Mouse lines with predominant expression of Cre recombinase in Müller glial cells. Whole-mount retinas of Foxg1-cre (upper panels), NSE-cre (middle panels) and Eno2-cre (lower panels) lines were analyzed in the same regions in the GCL (A, F and K) and the INL (B, G and L). Retinal vertical sections were immunostained for EYFP (C, H and M) and GS (D, I and N), and superimposed images were created (E, J and O). In addition to Müller cells, some weakly labeled neurons were encountered in the NSE-cre and Eno2-cre lines (arrows). Scale bars: 50 μm for whole-mounts (A and B, F and G, K and L), 25 μm for retinal sections (C–E, H–J, M–O). INL: inner nuclear layer; IPL: inner plexiform layer; GCL: ganglion cell layer.

Figure 6

Mouse lines with expression of Cre recombinase in multiple retinal cell types. (A–D) In the Thy1-cre mouse line, strong EYFP expression was detected in sparse patches of endfeet (A) and somas (B) of Müller cells, as well as some weakly labeled neurons. (C–D) Vertical sections showed the region with patches of EYFP-labeled Müller cells (C) and the region where only EYFP-labeled neurons were observed (D). (E–G) In the Wnt1-cre mouse line, high EYFP expression was detected in Müller cells in the GCL (E) and the INL (F). Blood vessels also appeared to be labeled (E). In the GCL and INL, some weakly labeled somas were encountered.
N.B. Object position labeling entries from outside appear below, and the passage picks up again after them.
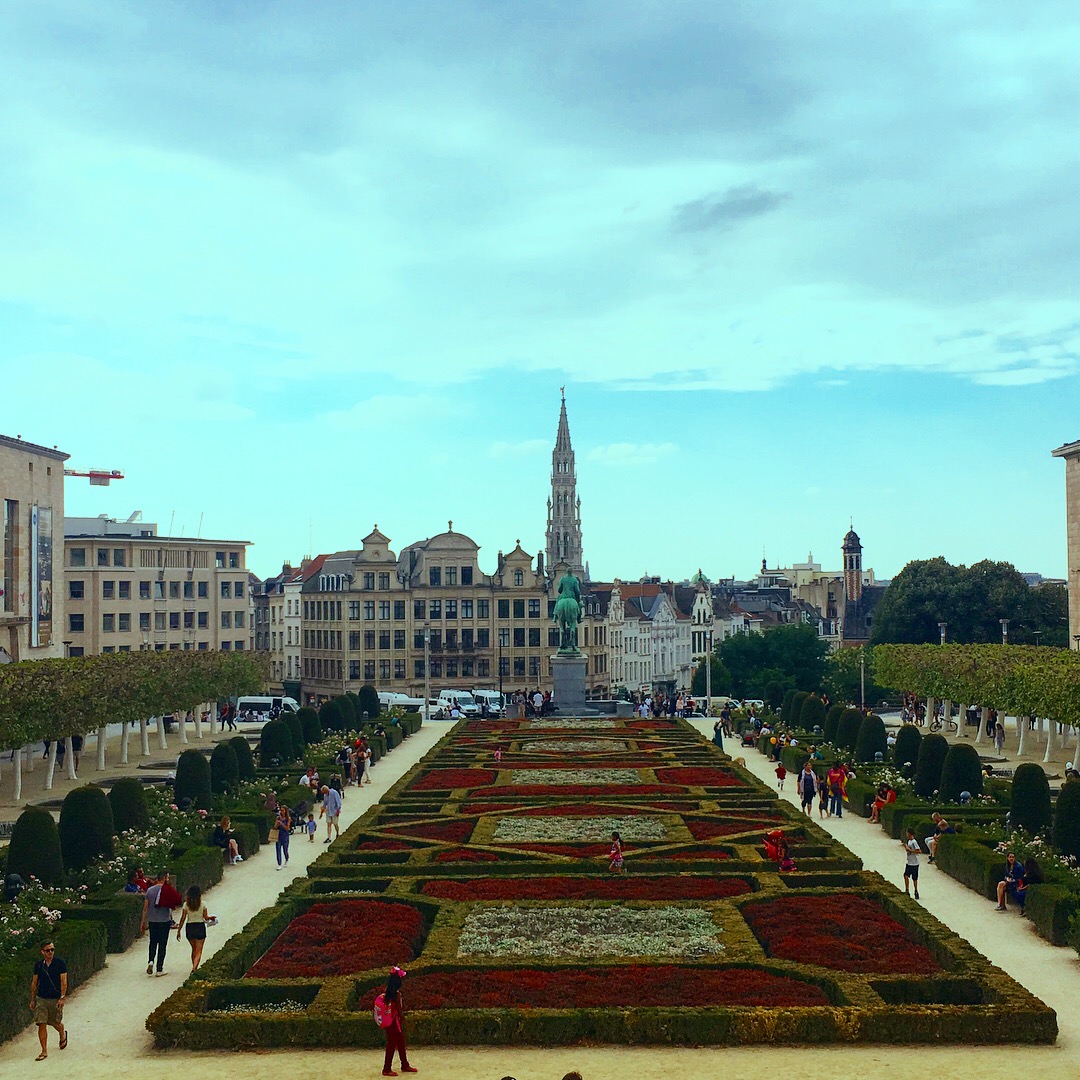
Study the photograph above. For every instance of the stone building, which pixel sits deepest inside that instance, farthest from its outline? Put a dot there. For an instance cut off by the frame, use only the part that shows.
(127, 589)
(31, 607)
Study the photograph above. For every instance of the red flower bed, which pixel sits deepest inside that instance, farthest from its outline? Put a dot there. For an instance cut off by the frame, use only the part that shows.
(589, 888)
(342, 937)
(640, 986)
(699, 777)
(466, 855)
(844, 932)
(439, 780)
(454, 832)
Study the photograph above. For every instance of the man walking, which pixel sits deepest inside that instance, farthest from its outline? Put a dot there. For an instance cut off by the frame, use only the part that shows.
(48, 991)
(332, 810)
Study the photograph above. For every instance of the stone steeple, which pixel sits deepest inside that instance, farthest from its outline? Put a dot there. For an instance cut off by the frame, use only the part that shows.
(564, 507)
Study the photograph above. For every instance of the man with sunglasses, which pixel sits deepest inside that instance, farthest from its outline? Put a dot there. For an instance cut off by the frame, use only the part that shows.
(48, 991)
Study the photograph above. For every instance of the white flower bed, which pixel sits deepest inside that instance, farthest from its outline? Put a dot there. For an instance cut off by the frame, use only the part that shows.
(576, 777)
(577, 745)
(559, 724)
(553, 933)
(579, 829)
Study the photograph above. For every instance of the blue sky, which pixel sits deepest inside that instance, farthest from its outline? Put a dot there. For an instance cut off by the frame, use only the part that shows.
(301, 268)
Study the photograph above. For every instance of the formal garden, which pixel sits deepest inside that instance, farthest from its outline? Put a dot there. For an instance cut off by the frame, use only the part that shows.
(485, 872)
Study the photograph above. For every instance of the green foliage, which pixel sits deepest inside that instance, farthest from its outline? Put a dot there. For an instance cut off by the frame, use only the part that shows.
(35, 847)
(906, 748)
(309, 724)
(833, 721)
(847, 730)
(127, 801)
(1030, 809)
(961, 771)
(791, 655)
(1067, 820)
(812, 714)
(86, 828)
(193, 780)
(928, 769)
(367, 702)
(224, 769)
(275, 744)
(872, 739)
(245, 763)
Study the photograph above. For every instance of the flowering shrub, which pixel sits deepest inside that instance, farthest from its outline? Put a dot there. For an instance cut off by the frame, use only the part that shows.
(588, 888)
(554, 933)
(604, 987)
(844, 932)
(341, 937)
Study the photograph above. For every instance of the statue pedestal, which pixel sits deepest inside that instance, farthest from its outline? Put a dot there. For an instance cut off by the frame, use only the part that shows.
(568, 685)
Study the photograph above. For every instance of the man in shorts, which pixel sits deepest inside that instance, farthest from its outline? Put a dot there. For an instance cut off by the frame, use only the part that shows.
(912, 849)
(48, 993)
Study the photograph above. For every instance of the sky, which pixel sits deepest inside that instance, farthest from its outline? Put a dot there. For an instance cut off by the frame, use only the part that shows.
(298, 269)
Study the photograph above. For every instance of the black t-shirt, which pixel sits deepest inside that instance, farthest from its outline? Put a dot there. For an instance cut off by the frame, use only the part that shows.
(49, 977)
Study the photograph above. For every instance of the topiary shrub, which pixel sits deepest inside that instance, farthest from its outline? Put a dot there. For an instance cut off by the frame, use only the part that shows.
(872, 739)
(192, 780)
(367, 701)
(35, 847)
(961, 771)
(129, 805)
(224, 769)
(1067, 820)
(812, 714)
(833, 721)
(928, 769)
(86, 827)
(1029, 808)
(847, 730)
(905, 751)
(275, 744)
(245, 763)
(309, 725)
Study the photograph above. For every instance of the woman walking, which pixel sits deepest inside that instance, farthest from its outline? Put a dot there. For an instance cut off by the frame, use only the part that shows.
(194, 915)
(395, 1031)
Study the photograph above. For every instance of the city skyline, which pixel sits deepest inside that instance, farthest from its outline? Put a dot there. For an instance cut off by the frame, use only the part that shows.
(795, 269)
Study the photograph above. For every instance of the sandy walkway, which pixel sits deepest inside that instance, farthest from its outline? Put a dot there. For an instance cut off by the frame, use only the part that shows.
(107, 1016)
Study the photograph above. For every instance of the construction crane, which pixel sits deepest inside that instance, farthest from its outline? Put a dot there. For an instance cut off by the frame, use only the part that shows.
(98, 477)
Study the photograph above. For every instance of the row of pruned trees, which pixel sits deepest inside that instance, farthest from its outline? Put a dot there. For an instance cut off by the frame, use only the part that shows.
(55, 700)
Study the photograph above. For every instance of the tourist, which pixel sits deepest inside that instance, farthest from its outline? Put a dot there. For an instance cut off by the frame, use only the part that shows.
(194, 916)
(332, 810)
(1007, 887)
(912, 850)
(395, 1031)
(48, 993)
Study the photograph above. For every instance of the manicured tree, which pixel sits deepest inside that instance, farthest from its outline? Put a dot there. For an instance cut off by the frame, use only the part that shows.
(785, 706)
(86, 827)
(368, 702)
(275, 744)
(129, 805)
(872, 739)
(928, 769)
(192, 780)
(833, 721)
(961, 771)
(1029, 807)
(813, 714)
(1067, 820)
(245, 763)
(35, 847)
(224, 769)
(905, 751)
(847, 730)
(309, 724)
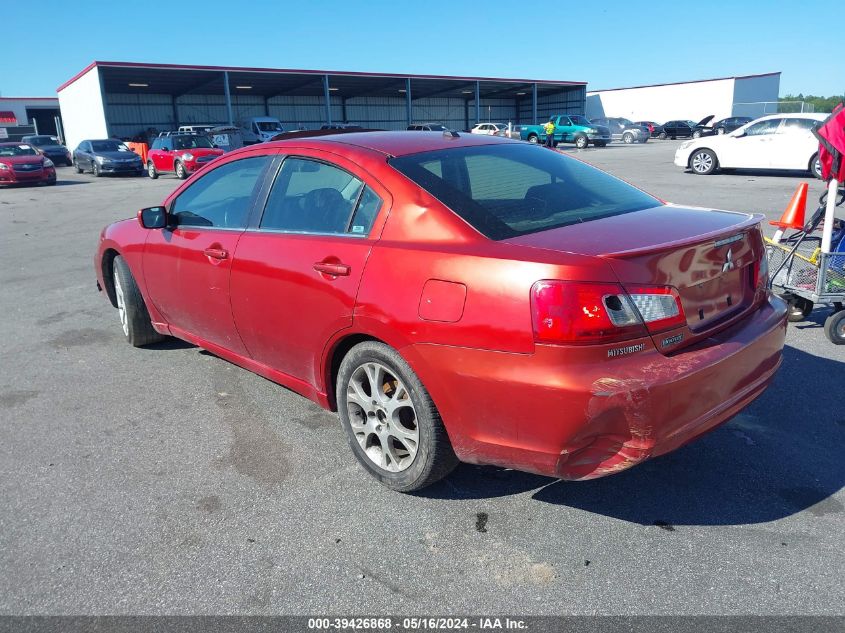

A characteristic view of a vertical section in which Müller cells and weakly labeled bipolar cells and amacrine cells can be seen (G). (H–J) In the Mnx1-cre mouse line, strong EYFP fluorescence was observed in Müller cells in the GCL (H) and in the INL (I) in a retinal whole-mount. The weak EYFP expression was detected in bipolar cells and amacrine cells in vertical sections (J). (K) In the CamK2a-cre mouse line, weak EYFP fluorescence was detected sparsely in different types of retinal neurons but not in Müller cells. Scale bars: 50 μm in A, B, E, F, H and I, 25 μm in C, D, G, J and K. OPL: outer plexiform layer; INL: inner nuclear layer; IPL: inner plexiform layer; GCL: ganglion cell layer.